A new CFC Special Report, “Building Energy Resilience: How Electric Cooperatives Are Mitigating Extreme Weather Effects,” is now available as a PDF download from the CFC Member Website.
The report looks at some of the different approaches electric cooperatives are taking to prepare for and adapt to weather-related disruptions. Projects highlighted in the report fall into five categories: Grid-connected distributed energy resources (DER), member-connected DER, distribution system hardening–utility poles, distribution system hardening–underground lines and planning for resilience.

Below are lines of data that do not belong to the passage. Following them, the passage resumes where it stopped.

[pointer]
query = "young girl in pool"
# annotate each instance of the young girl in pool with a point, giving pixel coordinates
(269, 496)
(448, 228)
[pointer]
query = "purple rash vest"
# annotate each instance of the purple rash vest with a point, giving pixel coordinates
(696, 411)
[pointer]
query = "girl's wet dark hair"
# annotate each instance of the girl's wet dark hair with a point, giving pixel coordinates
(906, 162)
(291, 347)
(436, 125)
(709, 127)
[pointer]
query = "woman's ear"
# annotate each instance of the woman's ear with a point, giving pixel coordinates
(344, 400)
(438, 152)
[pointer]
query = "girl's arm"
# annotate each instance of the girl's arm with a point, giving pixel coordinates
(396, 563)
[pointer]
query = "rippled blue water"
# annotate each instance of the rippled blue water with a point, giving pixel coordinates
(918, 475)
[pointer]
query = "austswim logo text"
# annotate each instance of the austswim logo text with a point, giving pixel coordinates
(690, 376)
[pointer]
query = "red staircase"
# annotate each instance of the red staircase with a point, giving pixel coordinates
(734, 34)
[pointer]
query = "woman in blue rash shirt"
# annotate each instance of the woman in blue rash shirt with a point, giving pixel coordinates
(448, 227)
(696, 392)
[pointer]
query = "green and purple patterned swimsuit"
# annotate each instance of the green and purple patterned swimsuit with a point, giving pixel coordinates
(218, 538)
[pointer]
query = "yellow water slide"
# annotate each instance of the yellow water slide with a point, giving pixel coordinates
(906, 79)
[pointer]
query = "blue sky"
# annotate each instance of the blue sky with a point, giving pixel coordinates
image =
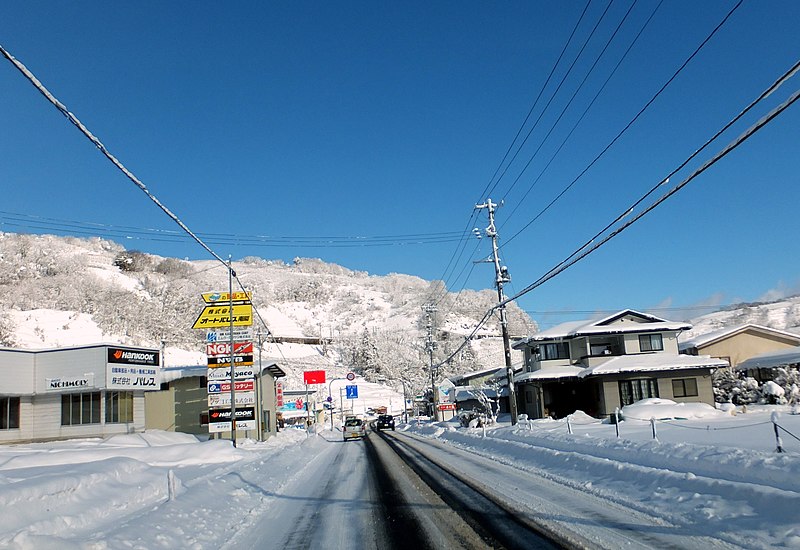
(363, 119)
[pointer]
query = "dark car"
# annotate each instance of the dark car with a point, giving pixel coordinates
(384, 421)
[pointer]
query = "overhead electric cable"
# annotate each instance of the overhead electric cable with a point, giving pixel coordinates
(85, 131)
(455, 258)
(486, 191)
(568, 104)
(627, 126)
(578, 255)
(554, 94)
(583, 115)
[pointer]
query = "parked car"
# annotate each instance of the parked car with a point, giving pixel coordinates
(384, 422)
(353, 428)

Innovation is a recurring theme throughout the report. Poudre Valley Rural Electric Association (PVREA) in northern Colorado enhanced resilience for a remote mountain community by installing a microgrid system that leverages an 8 kW photovoltaic; a 130 kW propane generator and a 140 kW/446 kWh Tesla Powerpack. The generator can not only carry some of the load, but also recharge the battery. “In theory, the system can function indefinitely as long as there is propane in the tank,” PVREA Energy Resources Specialist Tony Francone said.
Great River Energy (GRE), a Minnesota-based generation and transmission cooperative, partnered with Massachusetts startup Form Energy on a first-of-its-kind, multiday storage project that relies on iron and air as its core components. GRE will leverage the technology for a 1.5 MW, grid-connected storage system that will be capable of delivering its rated power continuously for 100 hours.
The report also highlights a number of innovative approaches in the area of distribution system hardening. To protect poles from fire damage, Plumas-Sierra Rural Electric Cooperative in Portola, California, relies on mastication, fire-resistant mesh and flame retardant. The cooperative utilized all three approaches when it battled the monstrous Dixie Fire from July 13 to October 25, 2021.
Florida Keys Electric Cooperative (FKEC) is protecting the structural steel inside 114 water crossing concrete transmission poles with LifeJacket technology, which consists of two 50-pound zinc anodes that significantly reduce corrosion and concrete spalling in future years.
The report also looks at how electric cooperatives are thinking differently about planning for resilience. Baldwin EMC in Alabama is highlighted for continually applying lessons learned to strengthen its emergency response plan. FKEC utilized funding from FEMA’s Hazard Mitigation Grant Program to help reduce the cost of new investments from $26 million to $3.25 million.